An other question is if _mi nascondo sotto la terra _has a _complementi di stato in luogo _or a_ complementi di moto a luogo_. I would regard also in Italian a locative interpretation as possible.


----------



## bearded

@ berndf
You made some doubts arise in my mind, so I 've started  a thread in the 'Italian only' Forum (there are some real experts there) and will let you know the results in due course.  I hope that it won't be off-topic, since after all our argument now concerns the Italian and not the German language....


----------



## bearded

@ berndf
Following my post #20, it seems that there is no definite result of my enquiry in the Italian forum: opinions are divided, possibly with a slight majority in favour of the locative (non-directive) interpretation.  Concerning other languages possessing noun declinations, while in Latin the verb is locative like in German- as you say - ,in Hungarian and some Slavic languages it is directive... 
 I admit that you may be right.


----------



## TeruTeruMomiji

Thanks for the help. I think I need to check more examples and grammar books because I now don't understand ankommen + accusative .


----------



## cuore romano

TeruTeruMomiji said:


> Thanks for the help. I think I need to check more examples and grammar books _*because I *_now _*don't understand ankommen + accusative*_ .

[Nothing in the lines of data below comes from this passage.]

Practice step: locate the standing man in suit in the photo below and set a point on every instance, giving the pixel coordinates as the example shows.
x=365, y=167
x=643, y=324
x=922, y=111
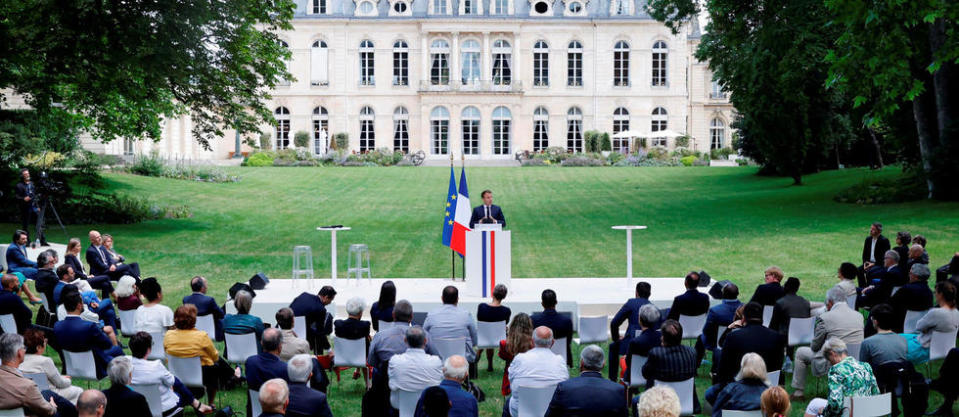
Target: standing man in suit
x=872, y=251
x=589, y=395
x=205, y=304
x=487, y=213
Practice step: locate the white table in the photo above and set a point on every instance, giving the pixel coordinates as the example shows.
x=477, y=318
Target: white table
x=629, y=250
x=333, y=231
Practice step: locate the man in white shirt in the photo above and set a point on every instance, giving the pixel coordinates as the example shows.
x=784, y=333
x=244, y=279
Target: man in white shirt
x=537, y=367
x=414, y=370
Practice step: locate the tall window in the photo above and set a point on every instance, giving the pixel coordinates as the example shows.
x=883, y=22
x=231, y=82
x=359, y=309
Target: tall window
x=620, y=124
x=574, y=130
x=367, y=133
x=501, y=131
x=439, y=130
x=502, y=58
x=440, y=62
x=401, y=130
x=321, y=130
x=282, y=128
x=470, y=130
x=717, y=134
x=541, y=63
x=621, y=64
x=574, y=64
x=401, y=63
x=366, y=63
x=470, y=62
x=658, y=124
x=660, y=53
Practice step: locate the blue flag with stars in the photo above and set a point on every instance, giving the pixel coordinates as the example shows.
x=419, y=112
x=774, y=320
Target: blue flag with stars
x=450, y=210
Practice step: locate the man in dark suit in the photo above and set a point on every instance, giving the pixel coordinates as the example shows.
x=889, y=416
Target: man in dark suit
x=872, y=251
x=561, y=325
x=313, y=307
x=589, y=395
x=690, y=303
x=205, y=304
x=487, y=213
x=77, y=335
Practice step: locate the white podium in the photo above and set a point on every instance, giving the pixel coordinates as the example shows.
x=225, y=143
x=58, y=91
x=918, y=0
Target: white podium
x=488, y=259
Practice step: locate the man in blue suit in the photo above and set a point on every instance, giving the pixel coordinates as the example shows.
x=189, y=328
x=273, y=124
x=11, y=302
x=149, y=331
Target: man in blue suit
x=77, y=335
x=589, y=395
x=205, y=304
x=487, y=213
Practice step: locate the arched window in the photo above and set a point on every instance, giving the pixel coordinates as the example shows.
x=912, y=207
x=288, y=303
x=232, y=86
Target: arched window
x=282, y=128
x=541, y=64
x=501, y=131
x=401, y=63
x=470, y=130
x=620, y=124
x=319, y=63
x=574, y=130
x=366, y=63
x=367, y=132
x=502, y=62
x=439, y=130
x=321, y=130
x=540, y=129
x=440, y=62
x=470, y=62
x=574, y=64
x=717, y=134
x=401, y=130
x=621, y=64
x=660, y=53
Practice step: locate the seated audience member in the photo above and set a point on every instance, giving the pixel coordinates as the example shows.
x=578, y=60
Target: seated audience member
x=561, y=325
x=35, y=362
x=452, y=322
x=462, y=403
x=840, y=321
x=414, y=370
x=313, y=307
x=493, y=312
x=721, y=314
x=174, y=395
x=690, y=303
x=243, y=322
x=772, y=290
x=672, y=362
x=744, y=393
x=11, y=303
x=153, y=317
x=274, y=398
x=304, y=401
x=121, y=400
x=536, y=367
x=18, y=391
x=628, y=313
x=205, y=305
x=885, y=345
x=847, y=378
x=589, y=393
x=382, y=309
x=292, y=344
x=75, y=334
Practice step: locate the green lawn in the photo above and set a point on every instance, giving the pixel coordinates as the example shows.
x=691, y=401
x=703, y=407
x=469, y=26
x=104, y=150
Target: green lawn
x=727, y=221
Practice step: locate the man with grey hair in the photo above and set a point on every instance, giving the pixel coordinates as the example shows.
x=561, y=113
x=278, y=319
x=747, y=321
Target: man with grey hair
x=274, y=398
x=839, y=321
x=413, y=370
x=536, y=367
x=304, y=401
x=589, y=394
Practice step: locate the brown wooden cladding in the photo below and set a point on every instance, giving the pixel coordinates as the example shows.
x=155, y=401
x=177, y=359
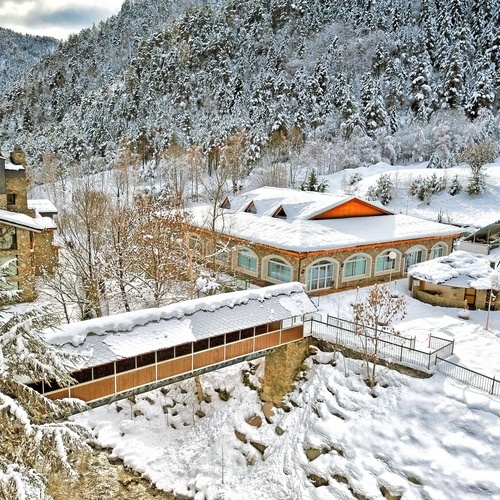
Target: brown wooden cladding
x=239, y=349
x=208, y=358
x=135, y=378
x=292, y=334
x=124, y=374
x=174, y=367
x=93, y=390
x=267, y=341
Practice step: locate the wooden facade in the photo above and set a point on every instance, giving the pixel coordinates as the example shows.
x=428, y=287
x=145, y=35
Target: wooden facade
x=113, y=378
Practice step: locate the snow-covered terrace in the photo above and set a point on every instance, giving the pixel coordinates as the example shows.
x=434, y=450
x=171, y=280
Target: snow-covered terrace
x=459, y=269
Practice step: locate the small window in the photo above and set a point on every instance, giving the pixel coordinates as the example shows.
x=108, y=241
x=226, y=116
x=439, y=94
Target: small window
x=280, y=213
x=83, y=375
x=279, y=270
x=247, y=260
x=355, y=266
x=246, y=334
x=261, y=329
x=251, y=208
x=194, y=242
x=217, y=341
x=146, y=359
x=221, y=253
x=183, y=349
x=437, y=251
x=386, y=262
x=200, y=345
x=232, y=337
x=104, y=370
x=8, y=239
x=124, y=365
x=165, y=354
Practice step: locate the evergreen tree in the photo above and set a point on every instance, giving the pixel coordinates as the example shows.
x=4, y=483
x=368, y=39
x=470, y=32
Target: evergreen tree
x=453, y=84
x=381, y=191
x=311, y=183
x=38, y=447
x=455, y=186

You needn't check anything because it's *ankommen + dative*


----------



## berndf

cuore romano said:


> You needn't check anything because it's *ankommen + dative*


There is ankommen + accusative; but it is a different verb:
_Er ist mit der Hand *an die Vase* angekommen_.


----------



## Schimmelreiter

berndf said:


> There is ankommen + accusative; but it is a different verb:
> _Er ist mit der Hand *an die Vase* angekommen_.


Interesting. I'd say,

_Er ist mit der Hand an *der*_​ _Vase angekommen._


----------



## cuore romano

And I'd say

_Er ist mit der Hand *an die Vase* gekommen_.


----------